Grandmothers locked out of MP’s office


PROTESTING members of the South Peninsula Grandmothers against the Detention of Refugee Children locked out of the Hastings office of Flinders MP Greg Hunt.

THE office of Flinders MP Greg Hunt was in lockdown last Tuesday morning as a group of grandmothers protested about the federal government’s treatment of refugees.

The protest by the South Peninsula Grandmothers against the Detention of Refugee Children came one week after police forcibly evicted members of a church group from the office who were calling for better treatment of asylum seekers being detained on Manus Island and Nauru (“Police praised by ‘evicted’ church group” The News 29.8.17).

“Other members of the public who came were not able to enter to talk with office staff. A woman visiting before our group had formed, could not get in with her request. The door was locked against us all,” Ann Renkin, one of the protesting grandmothers, said.

“Towards the end of our [90-minute] peaceful demonstration I rang Minister Hunt’s office from outside the office door. The answer to my request for them to open the door so that I could deliver a letter was refused on the grounds that they had been advised by the federal police to lock themselves inside, and us out.”

Ms Renkin said her group had earlier briefed Mr Hunt’s staff about the demonstration and said they would be delivering a letter for him.

“We were a small group of law-abiding electors coming to him, our federal representative, to tell him again that we are very critical of his government’s refugee policies and abusive practices,” she said.

“Does our local MP’s distrust extend to all grass roots organisations in his electorate?

“Do we assume Mr Hunt is only available to electors who agree with him?”

The latest protest outside Mr Hunt’s office also came in the wake of reports of a boat carrying six Chinese men breaching Australia’s border security by landing on Saibai Island.

An Australian island in the Torres Strait, Saibai is less than five kilometres from Papua New Guinea. The landing would appear to end the federal government’s ability to boast about its long record of preventing boat landings on Australian soil.

People from PNG are allowed to visit Saibai without visas or passport. Five Chinese nationals were reported as being returned to their country after being detained on Saibai.

A PNG man and a Chinese man were later taken to Cairns where they were charged with aggravated people smuggling under the Migration Act.

Mr Hunt was last week asked by The News for details – timelines and numbers – of the government’s refugee “resettlement agreement with the United States” he had mentioned in a statement issued the previous week.

Mr Hunt’s Hastings-based media advisor Samantha Robin replied that the federal government had an “arrangement with the United States for the resettlement of refugees from Nauru and Papua New Guinea who are endorsed by the United Nations High Commissioner for Refugees (UNHCR) for referral to the existing United States Refugee Admissions Program. President Trump has confirmed this agreement”.

“US authorities will conduct their own assessment of refugees referred by the UNHCR to determine which refugees and how many are resettled in the US,” Ms Robin said.

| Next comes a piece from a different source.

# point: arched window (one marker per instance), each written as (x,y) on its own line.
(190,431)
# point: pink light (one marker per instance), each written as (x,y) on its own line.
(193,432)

“Resettlement in the US is just one of the options available to support the resettlement of refugees. Refugees will continue to be resettled temporarily in Nauru, and permanently in Papua New Guinea and Cambodia.

“The priority is the resettlement of the most vulnerable refugees, with an initial focus on women, children and families.”

Recordings of a 28 January phone conversation between US President Donald Trump and Prime Minister Malcolm Turnbull released last month by The Washington Post shows that the resettlement “agreement” is non-specific on numbers but necessary for the government to maintain its hard-line stance against refugees arriving by boat.

“You can decide to take 1000 or 100. It is entirely up to you,” Mr Turnbull is recorded as saying to Mr Trump. “The obligation is to only go through the process.”

Mr Turnbull then assures Mr Trump that the “vast bulk” of people detained on Nauru and Manus Island are “economic refugees” and Australian authorities know “exactly everything about them”.

“Let me explain. We know exactly who they are. They have been on Nauru or Manus for over three years and the only reason we cannot let them into Australia is because of our commitment to not allow people to come by boat. Otherwise we would have let them in. If they had arrived by airplane and with a tourist visa then they would be here,” Mr Turnbull says.